Co może straż miejska?
Powinni pilnować porządku, tymczasem bawią się w drogówkę. Sprawdź, za co i kiedy strażnik może ukarać kierowcę.

Czy straż miejska może zatrzymywać samochody?

Straż miejska coraz chętniej przejmuje obowiązki policji. Formacja, która została powołana do pilnowania porządku w miastach, najlepiej czuje się w roli drogówki.

I nic w tym dziwnego. Pieniądze z wypisanych mandatów trafiają do gminy (czyli własnego pracodawcy), a nie tak, jak w przypadku policji czy innych służb, do budżetu państwa. W wielu, nawet małych miasteczkach powołuje się więc straże gminne głównie po to, żeby zarabiały na kierowcach.

Najwięcej dochodów przynoszą oczywiście wpływy z mandatów za przekroczenie prędkości, udokumentowanych zdjęciami z fotoradarów. Jednak prędkość to niejedyne zainteresowanie strażników. Z wielką pasją pilnują miejsc, gdzie parkowanie jest zabronione. W tym przypadku, oprócz mandatu, można się spodziewać blokady na koło a nawet (w wyjątkowych sytuacjach) odholowania naszego pojazdu na parking strzeżony.

Trzeba zatem pamiętać, że w karaniu kierowców strażnicy mają spore uprawnienia i chętnie z nich korzystają. Muszą jednak stosować się do typowych procedur związanych z kontrolą ruchu drogowego. Co więcej, jako kierowcy nie jesteśmy bezbronni.

Jeśli nie zgadzamy się z decyzją strażnika, możemy nie przyjąć mandatu. Nie ma konieczności wyjaśniania przyczyn odmowy. W takim przypadku o naszej ewentualnej winie będzie decydował sąd.

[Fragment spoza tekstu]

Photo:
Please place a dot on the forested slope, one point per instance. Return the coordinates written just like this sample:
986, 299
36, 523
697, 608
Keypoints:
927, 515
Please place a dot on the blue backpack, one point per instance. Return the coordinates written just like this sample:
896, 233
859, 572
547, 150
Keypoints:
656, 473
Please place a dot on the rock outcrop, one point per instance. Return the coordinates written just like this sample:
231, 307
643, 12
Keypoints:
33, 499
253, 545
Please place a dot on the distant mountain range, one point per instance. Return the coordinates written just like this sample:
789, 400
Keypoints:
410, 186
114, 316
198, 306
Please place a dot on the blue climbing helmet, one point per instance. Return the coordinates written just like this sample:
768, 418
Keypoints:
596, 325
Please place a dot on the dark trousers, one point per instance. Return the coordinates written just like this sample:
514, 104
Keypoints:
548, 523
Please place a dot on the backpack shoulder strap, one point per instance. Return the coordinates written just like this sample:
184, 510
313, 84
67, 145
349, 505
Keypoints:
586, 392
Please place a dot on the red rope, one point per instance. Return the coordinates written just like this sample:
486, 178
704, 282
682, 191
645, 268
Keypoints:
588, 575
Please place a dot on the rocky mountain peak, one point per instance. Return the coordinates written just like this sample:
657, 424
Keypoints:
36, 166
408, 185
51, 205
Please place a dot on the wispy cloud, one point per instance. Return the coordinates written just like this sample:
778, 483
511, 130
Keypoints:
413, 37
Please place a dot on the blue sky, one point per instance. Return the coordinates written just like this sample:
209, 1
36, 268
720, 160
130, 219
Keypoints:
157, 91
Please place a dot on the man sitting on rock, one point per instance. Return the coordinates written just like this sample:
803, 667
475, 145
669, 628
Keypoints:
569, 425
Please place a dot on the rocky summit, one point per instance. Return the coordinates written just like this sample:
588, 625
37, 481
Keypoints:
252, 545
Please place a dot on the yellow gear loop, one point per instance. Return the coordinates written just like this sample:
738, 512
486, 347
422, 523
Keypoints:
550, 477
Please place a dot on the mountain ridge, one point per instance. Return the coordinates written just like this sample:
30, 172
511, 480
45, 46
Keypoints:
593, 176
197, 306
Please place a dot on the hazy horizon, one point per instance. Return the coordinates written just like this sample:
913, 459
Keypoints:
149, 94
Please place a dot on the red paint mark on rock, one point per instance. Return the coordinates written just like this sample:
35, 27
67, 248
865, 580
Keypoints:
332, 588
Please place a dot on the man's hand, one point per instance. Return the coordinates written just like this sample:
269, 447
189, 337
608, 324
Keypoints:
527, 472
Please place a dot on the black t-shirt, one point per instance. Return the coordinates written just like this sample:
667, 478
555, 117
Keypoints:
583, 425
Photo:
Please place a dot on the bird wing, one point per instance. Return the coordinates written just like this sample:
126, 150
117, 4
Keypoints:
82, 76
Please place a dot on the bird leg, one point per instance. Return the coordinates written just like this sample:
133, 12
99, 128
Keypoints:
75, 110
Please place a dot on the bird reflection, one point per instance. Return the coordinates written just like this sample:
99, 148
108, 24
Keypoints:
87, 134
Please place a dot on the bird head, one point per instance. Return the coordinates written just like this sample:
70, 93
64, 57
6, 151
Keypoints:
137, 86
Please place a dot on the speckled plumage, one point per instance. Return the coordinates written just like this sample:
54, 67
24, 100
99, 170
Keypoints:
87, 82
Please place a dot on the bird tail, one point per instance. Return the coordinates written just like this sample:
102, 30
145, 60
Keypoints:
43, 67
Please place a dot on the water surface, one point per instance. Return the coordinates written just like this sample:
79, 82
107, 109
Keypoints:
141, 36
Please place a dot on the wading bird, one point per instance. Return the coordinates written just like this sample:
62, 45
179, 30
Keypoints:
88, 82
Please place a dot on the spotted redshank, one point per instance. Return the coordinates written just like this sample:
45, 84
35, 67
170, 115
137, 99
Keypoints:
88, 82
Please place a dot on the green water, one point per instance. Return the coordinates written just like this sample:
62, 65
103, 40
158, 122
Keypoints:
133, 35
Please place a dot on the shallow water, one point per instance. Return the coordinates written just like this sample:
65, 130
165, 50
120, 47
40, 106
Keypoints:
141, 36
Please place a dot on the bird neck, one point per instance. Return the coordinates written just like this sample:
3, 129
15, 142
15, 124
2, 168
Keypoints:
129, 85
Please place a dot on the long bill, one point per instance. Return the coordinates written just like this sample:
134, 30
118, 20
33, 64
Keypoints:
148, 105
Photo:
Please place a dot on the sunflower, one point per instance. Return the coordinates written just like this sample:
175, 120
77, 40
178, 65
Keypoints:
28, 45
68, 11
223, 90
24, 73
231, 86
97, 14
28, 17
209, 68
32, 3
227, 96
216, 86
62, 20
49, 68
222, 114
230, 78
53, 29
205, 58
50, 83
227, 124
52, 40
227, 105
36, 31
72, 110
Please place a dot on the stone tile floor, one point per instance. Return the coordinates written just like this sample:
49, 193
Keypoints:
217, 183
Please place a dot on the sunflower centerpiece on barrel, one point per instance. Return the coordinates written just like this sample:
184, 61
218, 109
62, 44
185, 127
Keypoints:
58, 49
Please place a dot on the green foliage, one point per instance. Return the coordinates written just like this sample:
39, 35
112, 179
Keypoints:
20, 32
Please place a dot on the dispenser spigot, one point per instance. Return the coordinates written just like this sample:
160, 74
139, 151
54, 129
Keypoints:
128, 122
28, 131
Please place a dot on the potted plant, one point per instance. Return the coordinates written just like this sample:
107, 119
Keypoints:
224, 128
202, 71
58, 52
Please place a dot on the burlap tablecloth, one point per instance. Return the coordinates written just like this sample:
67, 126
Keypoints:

Nawet jeśli nie przyzna nam racji, ewentualna grzywna zwykle nie jest wiele wyższa niż proponowany nam mandat.

Sprawdź, jakie uprawnienia mają strażnicy miejscy wobec kierowców oraz jak się przed nimi bronić.

Strażnik z fotoradarem – ulubiona służba

Straż może używać fotoradarów rejestrujących np. przekroczenie prędkości czy jazdę pasem dla autobusów.

Zatrzymywanie

Strażnik miejski może zatrzymać samochód pod warunkiem, że ten wjechał na drogę, na której obowiązuje zakaz ruchu.

Pijani kierowcy

Strażnicy mają prawo uniemożliwić dalszą jazdę pijanemu kierowcy, ale muszą natychmiast wezwać policję.

Mandat za parkowanie

Straż miejska ma prawo wypisać mandat za złamanie zakazu parkowania, może także uniemożliwić odjechanie z miejsca.

Blokady

Jeśli nikogo nie ma w samochodzie, strażnicy mają prawo założyć blokadę za nieprawidłowe parkowanie.

Odholowanie

W przypadku parkowania w miejscu stwarzającym zagrożenie lub utrudniającego ruch strażnik może odholować auto.

Płatne parkowanie

Strażnik miejski może wypisać mandat do 500 zł za brak biletu parkingowego w strefie płatnego parkowania.

Kontrola dokumentów

Funkcjonariusz ma prawo sprawdzić dokumenty tożsamości kierowcy, prawo jazdy i ubezpieczenie OC pojazdu.

Jazda na sygnale

Straż miejska otrzymała prawo korzystania z pojazdów uprzywilejowanych w ruchu, z niebieskim „kogutem” i syreną.

Kierowanie ruchem

Funkcjonariusze straży miejskiej, w określonych sytuacjach (np. kolizja), mogą wydawać polecenia, jak korzystać z drogi.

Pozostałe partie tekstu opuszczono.